ET-lehti
- Editor-in-chief: Riitta Korhonen
- Categories: Lifestyle magazine
- Frequency: 20 issues per year
- Publisher: Sanoma Magazines
- Founded: 1973; 52 years ago
- Company: Sanoma
- Country: Finland
- Based in: Tampere
- Language: Finnish
- Website: ET-lehti
- ISSN: 0785-0913
- OCLC: 925096052

= ET-lehti =

Finnish general interest magazine

ET-lehti is a general interest magazine targeting senior people and is published in Tampere, Finland. The abbreviation, ET, stands for the Finnish word, EläkeTieto (Retirement Information). The magazine has also a Swedish edition.

==History and profile==
ET-lehti was established in 1973 and was originally started as a magazine for retired people.

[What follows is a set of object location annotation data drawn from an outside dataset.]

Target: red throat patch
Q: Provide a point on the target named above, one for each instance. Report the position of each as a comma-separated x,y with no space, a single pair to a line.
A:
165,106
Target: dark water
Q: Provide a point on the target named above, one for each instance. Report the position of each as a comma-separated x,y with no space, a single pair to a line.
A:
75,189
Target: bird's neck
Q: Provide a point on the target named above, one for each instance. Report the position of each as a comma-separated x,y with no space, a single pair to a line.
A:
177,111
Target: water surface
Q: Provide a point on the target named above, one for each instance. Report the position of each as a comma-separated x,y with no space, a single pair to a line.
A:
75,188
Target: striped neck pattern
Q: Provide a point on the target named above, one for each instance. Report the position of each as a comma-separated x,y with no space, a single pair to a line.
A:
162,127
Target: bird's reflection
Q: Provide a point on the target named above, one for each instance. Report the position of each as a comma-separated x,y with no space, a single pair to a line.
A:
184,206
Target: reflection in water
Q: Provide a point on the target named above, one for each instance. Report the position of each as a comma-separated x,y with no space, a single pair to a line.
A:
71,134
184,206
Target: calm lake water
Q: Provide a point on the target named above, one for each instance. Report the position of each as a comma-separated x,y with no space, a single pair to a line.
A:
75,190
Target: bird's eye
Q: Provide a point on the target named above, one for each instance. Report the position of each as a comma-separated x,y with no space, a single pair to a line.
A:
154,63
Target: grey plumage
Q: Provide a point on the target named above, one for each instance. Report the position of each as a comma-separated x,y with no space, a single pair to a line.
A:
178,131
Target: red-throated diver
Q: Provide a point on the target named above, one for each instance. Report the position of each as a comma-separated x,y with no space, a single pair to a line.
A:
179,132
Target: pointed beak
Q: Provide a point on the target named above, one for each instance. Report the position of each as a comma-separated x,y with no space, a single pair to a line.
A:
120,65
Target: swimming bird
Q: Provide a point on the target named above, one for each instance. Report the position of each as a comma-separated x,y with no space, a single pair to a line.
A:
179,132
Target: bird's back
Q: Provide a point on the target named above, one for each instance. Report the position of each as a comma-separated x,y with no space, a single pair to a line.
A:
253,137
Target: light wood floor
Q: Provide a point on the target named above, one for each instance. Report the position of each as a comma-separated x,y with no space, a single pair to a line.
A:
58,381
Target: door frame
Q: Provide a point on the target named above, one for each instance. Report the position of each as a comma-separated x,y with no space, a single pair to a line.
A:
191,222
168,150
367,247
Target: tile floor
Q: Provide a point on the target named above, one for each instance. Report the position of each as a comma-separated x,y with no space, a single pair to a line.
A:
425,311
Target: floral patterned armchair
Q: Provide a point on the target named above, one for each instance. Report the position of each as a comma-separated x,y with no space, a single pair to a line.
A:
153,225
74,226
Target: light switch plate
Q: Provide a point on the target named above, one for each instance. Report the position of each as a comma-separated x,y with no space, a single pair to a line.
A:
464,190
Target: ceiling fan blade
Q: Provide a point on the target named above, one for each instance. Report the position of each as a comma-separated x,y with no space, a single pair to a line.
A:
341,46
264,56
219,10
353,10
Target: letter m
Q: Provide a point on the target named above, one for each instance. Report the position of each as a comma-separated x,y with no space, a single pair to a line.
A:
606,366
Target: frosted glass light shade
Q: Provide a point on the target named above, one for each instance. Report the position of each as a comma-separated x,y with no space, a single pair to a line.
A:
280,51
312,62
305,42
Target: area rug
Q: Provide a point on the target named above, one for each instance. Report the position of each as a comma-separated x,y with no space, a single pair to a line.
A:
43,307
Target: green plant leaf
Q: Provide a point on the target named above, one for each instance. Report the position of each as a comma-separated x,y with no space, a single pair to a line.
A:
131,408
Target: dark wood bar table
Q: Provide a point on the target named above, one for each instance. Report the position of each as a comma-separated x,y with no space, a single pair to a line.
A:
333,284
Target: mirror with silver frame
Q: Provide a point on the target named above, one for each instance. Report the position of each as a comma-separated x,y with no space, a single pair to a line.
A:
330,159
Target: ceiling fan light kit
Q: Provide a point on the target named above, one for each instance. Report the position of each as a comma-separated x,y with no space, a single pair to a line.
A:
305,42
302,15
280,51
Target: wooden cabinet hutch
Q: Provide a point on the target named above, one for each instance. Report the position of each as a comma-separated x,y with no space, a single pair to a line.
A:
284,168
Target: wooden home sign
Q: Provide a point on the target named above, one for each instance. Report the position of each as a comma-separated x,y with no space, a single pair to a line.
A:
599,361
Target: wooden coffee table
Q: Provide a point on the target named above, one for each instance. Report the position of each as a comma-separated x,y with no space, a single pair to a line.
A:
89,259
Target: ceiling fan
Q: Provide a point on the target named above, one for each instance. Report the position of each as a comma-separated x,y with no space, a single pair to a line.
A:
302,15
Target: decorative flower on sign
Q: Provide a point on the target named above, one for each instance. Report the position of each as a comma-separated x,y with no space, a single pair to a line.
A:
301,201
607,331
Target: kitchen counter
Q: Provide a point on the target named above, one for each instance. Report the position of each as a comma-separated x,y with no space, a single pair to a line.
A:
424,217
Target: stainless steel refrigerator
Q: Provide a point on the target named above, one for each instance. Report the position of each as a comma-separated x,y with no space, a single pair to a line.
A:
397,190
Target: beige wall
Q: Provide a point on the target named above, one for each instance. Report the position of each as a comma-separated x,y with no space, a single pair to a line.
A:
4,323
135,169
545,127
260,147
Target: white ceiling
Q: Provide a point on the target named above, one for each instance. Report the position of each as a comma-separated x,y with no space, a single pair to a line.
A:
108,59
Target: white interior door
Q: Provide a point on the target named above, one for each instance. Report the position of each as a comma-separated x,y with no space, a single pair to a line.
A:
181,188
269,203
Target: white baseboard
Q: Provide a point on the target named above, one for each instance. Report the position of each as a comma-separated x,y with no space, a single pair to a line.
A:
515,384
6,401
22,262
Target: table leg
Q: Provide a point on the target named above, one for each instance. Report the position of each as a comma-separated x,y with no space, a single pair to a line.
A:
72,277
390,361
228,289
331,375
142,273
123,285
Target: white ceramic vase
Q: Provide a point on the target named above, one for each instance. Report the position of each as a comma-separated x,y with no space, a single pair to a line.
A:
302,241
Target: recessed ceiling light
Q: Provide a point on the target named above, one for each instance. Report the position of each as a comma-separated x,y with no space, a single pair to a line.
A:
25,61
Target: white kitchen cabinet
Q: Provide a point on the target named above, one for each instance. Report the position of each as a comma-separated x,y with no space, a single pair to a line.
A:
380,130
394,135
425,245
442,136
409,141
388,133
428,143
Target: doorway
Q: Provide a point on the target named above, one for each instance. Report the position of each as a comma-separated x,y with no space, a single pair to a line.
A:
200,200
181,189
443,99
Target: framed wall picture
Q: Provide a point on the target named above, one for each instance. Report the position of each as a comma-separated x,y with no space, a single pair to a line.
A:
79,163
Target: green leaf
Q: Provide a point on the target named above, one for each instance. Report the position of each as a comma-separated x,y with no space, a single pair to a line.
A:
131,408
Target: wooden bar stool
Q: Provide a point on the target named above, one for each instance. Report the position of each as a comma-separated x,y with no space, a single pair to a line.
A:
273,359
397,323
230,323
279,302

The magazine is part of Sanoma and published by Sanoma Magazines. Sanoma acquired the magazine in 1983. It was published 18 times a year. Later it began to come out 20 times per year. The magazine targets senior people and is most read by women older than 50 years. It was the sole publication in its category until 2014. The frequent topics are about wellbeing, health, beauty, travel and finance. The headquarters of the magazine is in Tampere. The Swedish edition of the magazine was launched by Sanoma.

Kaisa Larmela is one of its former editors-in-chief who was appointed to the post in 1989. Riitta Korhonen became the editor-in-chief of the magazine on 15 February 2012. She succeeded Maija Toppila who had been serving in the post since 1 April 2008.

==Circulation==
ET-lehti sold 259,291 copies in 2007, making it the second best selling magazine in Finland. Its circulation fell to 254,000 copies in 2009 and to 237,265 copies in 2010. The magazine had a circulation of 232,260 copies in 2011. It was the fifth best-selling Finnish magazine in 2012 with a circulation of 226,853 copies. Its circulation was 202,259 copies in 2013, making it the best-selling title in the Nordic countries.